The feed from the satellites tethered above the northern hemisphere beamed down. I could hear the synthesized voice of my GPS chuckle as I tried to find the field for my daughter’s softball game. The location for today’s game was posted to my calendar by my wife—you will understand shorty the italicizing. The location placed us in the middle of a harvested field of corn.
I asked my daughter to Google the high school in the hope of getting us to the game before it ended. She responded telling me she found a picture of the school online.
I asked, “How does having a picture of the school help me find it?”
“Because I’ll know it when I see it.”
“Do you see it now?” I asked as I pointed to the rows of denuded corn.
“No.”
“Well which way should I turn to get you to where you can see it?”
“I don’t know.”
“Do you think maybe you should have Googled the address instead of a picture?” I could see she had no understanding of why I asked the question.
I called my wife, having failed to engage my daughter, hoping to engage my wife’s help. “By any chance do you have any additional information to help me find where the game is being played?”
She checked her email, and replied, “Oh, it looks like the game was cancelled.”
“And you know this how?” I was still trying to engage her in a meaningful conversation, hoping she would give me access to the information I needed.
“I got an email at nine this morning—four hours ago.”
“Do you think this information would have been helpful to me? We have been driving over corn kernels for an hour.”
“Oh, quit whining. You are having special time with your girl.”
My desire to engage my wife in a meaningful conversation about why I did not have the information had hit a virtual Chinese wall. The empathy fairy wasn’t going to make an appearance.
When the need to engage someone fails repeatedly, people become frustrated. And when people become frustrated they become stupid. And when they become stupid they get a time-out. And when they get a time-out America’s prisons become overcrowded.
My desire for empathy, my effort to engage my wife, to have her help me solve my problem had failed. Were I less amiable, less even-tempered, had I less jocundity, I would have become frustrated and done stupid things. And I would have received a time-out, and I would have added to the problem of prison overcrowding.
Had I received a time-out and added to the problem of overcrowding our prisons, I would have been among friends. After a few months of being locked in the big-house, I would meet other husbands who had failed to engage; simple men who had become frustrated and who had received a time-out.
We would shuffle around in our prison slippers and K-Mart pajamas, and we would play pinochle in the prison’s cafeteria. Then, after a few months of planning, my group of men would have devised an escape to get back to our former lives.
Then one of us, the one who had been serving his time-out the longest, would make the point, “Look, if we break out, and return home, sooner or later something will happen that will get us sent right back here. It may be from one of us trying to engage by asking something stupid like, ‘Why do you need so many pairs of black shoes?’ It may come from a misunderstanding of how to use pronouns, like if you asked, ‘Why do you ask me can we take out the trash when what you really mean is can I take out the trash?’”
Then the other guys on the escape committee would look forlornly at each other.
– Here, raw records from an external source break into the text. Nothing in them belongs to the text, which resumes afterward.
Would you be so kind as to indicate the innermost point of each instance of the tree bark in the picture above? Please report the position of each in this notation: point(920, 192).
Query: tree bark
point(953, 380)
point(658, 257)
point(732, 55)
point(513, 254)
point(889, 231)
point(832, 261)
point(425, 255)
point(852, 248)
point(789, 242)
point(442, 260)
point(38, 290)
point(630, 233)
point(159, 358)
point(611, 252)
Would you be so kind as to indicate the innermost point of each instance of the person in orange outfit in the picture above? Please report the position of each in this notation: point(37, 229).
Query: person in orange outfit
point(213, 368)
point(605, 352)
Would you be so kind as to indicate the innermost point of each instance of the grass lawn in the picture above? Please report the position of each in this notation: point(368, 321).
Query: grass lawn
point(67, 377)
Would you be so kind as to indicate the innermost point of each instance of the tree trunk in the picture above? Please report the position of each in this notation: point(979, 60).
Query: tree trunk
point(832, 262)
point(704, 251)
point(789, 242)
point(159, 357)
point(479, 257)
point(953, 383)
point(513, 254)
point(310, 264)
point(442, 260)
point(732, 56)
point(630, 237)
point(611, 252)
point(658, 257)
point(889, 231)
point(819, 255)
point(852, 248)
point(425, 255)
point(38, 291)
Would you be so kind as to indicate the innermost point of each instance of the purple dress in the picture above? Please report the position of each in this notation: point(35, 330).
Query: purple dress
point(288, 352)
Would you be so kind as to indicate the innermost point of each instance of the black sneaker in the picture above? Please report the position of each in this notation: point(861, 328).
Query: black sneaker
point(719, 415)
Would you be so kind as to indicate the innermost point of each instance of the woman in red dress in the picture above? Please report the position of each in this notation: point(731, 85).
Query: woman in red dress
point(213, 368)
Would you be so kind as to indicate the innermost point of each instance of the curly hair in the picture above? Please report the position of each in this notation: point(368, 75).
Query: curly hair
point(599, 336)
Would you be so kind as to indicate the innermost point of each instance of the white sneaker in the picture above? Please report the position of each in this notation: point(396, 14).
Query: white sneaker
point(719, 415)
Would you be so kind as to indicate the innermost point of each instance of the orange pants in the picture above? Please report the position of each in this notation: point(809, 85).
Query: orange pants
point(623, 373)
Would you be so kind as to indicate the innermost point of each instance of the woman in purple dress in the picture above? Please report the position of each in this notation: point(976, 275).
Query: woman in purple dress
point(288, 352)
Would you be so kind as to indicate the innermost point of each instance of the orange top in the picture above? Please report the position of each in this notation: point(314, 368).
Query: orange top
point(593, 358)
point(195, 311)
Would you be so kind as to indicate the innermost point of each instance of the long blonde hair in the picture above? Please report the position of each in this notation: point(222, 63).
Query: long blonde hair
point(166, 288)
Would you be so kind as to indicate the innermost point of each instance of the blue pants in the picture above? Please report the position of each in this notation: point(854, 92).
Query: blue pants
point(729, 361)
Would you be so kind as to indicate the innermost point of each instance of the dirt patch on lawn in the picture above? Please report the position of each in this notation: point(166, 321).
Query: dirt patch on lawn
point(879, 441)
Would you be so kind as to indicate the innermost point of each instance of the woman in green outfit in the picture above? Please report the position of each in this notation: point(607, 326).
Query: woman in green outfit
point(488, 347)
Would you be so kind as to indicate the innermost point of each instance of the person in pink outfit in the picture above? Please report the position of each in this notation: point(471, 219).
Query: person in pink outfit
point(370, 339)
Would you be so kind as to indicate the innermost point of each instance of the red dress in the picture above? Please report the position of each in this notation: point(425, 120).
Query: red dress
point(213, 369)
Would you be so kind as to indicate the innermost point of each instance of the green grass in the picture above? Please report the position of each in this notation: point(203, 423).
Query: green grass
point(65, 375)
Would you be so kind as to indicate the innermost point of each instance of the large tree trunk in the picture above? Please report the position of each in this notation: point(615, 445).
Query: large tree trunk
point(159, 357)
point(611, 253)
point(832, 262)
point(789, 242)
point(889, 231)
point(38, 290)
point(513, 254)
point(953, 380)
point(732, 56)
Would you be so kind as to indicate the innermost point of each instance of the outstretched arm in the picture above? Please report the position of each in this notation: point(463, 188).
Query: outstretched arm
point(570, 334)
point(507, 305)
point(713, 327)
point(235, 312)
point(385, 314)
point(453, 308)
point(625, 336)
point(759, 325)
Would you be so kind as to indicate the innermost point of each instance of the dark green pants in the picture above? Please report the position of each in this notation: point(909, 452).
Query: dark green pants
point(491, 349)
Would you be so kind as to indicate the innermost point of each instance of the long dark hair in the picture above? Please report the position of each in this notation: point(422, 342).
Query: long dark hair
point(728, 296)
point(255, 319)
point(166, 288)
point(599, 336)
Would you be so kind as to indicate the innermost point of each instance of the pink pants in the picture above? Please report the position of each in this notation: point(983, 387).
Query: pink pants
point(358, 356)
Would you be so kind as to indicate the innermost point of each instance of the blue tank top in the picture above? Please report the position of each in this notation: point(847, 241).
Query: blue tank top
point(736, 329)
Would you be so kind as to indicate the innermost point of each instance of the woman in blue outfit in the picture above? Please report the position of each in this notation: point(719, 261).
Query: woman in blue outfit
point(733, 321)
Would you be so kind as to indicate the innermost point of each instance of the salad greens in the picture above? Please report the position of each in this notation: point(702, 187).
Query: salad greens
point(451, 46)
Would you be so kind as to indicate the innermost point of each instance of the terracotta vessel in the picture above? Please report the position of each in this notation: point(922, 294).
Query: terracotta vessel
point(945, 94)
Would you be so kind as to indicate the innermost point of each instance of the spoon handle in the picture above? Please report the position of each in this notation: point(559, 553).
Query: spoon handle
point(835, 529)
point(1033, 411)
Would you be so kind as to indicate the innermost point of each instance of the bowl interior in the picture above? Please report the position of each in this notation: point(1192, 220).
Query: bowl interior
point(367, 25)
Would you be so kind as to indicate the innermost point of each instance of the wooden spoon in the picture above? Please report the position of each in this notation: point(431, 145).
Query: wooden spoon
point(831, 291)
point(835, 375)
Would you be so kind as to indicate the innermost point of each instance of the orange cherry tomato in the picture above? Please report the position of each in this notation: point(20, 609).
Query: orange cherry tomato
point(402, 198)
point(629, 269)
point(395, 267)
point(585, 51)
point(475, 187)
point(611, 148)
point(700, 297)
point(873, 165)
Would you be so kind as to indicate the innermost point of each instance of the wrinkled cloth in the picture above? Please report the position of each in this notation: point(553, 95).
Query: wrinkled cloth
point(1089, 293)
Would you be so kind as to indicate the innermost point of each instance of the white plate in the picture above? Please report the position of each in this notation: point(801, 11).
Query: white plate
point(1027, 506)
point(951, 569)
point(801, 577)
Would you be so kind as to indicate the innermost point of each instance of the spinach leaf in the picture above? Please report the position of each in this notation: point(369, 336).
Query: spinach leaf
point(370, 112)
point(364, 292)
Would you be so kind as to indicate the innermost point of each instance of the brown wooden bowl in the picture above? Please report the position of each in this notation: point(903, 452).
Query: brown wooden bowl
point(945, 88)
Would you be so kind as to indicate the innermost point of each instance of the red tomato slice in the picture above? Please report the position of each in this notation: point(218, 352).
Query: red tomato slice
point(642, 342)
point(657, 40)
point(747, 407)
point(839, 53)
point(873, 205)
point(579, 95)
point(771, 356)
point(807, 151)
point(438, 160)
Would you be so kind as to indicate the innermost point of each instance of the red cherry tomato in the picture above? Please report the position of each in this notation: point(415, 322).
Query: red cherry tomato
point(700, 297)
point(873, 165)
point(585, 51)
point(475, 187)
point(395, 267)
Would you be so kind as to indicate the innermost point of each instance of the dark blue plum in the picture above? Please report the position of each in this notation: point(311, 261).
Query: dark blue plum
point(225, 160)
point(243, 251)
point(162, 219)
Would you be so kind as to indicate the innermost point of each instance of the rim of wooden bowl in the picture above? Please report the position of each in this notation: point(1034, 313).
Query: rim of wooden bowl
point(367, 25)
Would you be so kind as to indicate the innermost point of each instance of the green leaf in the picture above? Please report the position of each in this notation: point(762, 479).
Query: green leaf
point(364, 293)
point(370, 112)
Then the guy who had been inside the longest, the one who had carved a hacksaw blade from a bar of Dial soap would get up, walk to the closest guard, and hand over the blade.
The guard would simply nod. For he had been a guard for many years, and he had learned to spot the groups of husbands planning their escape. And he knew that as the planned date for their escape approached, sooner or later the men would see the folly of their plan.
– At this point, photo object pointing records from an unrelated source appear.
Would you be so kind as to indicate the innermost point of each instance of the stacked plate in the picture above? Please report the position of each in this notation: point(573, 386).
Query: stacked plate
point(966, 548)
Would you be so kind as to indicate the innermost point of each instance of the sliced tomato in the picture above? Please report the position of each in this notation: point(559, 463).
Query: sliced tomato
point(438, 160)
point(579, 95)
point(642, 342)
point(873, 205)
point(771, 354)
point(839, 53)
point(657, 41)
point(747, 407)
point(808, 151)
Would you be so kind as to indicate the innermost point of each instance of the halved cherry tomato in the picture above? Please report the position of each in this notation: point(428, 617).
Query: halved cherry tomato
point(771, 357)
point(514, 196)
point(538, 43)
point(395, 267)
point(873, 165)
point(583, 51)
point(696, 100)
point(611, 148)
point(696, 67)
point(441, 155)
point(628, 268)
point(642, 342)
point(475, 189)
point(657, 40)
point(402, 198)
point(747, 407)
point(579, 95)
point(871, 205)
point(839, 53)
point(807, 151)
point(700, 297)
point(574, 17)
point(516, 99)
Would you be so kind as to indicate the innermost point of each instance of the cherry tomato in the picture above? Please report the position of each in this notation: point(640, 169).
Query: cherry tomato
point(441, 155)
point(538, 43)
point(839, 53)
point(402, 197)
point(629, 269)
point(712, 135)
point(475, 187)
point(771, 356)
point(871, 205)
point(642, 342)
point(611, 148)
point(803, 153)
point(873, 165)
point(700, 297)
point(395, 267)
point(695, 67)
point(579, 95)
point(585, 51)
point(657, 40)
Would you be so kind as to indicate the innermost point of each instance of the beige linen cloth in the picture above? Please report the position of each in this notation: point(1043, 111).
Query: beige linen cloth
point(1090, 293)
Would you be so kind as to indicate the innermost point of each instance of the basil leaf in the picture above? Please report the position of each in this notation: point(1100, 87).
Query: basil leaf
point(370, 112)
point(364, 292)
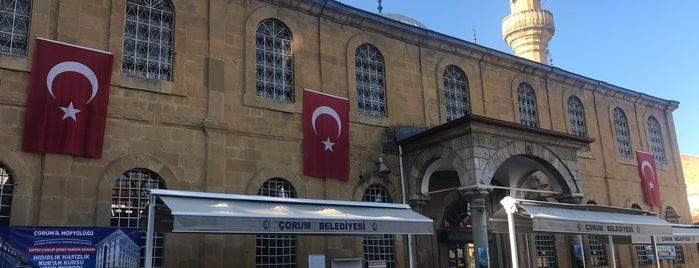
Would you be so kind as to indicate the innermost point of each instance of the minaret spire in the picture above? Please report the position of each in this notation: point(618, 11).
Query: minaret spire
point(528, 29)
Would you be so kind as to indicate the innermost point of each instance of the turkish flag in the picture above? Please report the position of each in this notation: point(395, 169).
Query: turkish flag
point(649, 178)
point(325, 135)
point(67, 99)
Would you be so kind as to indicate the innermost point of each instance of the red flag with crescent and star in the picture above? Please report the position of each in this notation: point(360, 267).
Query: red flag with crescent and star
point(67, 99)
point(649, 178)
point(325, 135)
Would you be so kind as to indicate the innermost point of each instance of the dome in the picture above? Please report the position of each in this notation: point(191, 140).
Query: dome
point(404, 19)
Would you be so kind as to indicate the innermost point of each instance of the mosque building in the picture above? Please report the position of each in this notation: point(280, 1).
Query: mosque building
point(309, 133)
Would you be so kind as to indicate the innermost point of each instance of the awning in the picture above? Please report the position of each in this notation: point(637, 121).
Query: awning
point(198, 212)
point(681, 234)
point(546, 217)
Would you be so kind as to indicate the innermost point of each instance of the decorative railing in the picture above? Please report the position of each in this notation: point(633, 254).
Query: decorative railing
point(527, 19)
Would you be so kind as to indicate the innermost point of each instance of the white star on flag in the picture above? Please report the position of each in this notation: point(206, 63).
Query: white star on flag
point(69, 112)
point(328, 144)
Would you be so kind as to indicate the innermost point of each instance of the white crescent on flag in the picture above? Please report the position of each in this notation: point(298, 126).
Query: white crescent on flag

Then the guard would return to the guard’s locker room, as he always did, and he would drill a hole through the end of the soap hacksaw blade, and thread a string through the hole, and tie the ends. He would place the soap-on-a-rope blade in the jar that held all the other roped blades that had been made by all the disillusioned groups that had preceded this group.
Patient engagement is good. Patient disengagement causes people to get frustrated and it makes them want to carve a bar of soap. And when patients get frustrated they get stupid. And when they get stupid they take a time-out. And they take a time-out from trying to engage their health system.
After a while they may think about trying to reengage their health system. But many of them will remember how frustrating their last engagement experience was. And instead of taking another time out they will try to engage a different health system.
An important rule of patient engagement is that people do not want to work hard to engage a health system. People want to engage the system when it is convenient for them, not when it is convenient for the health system.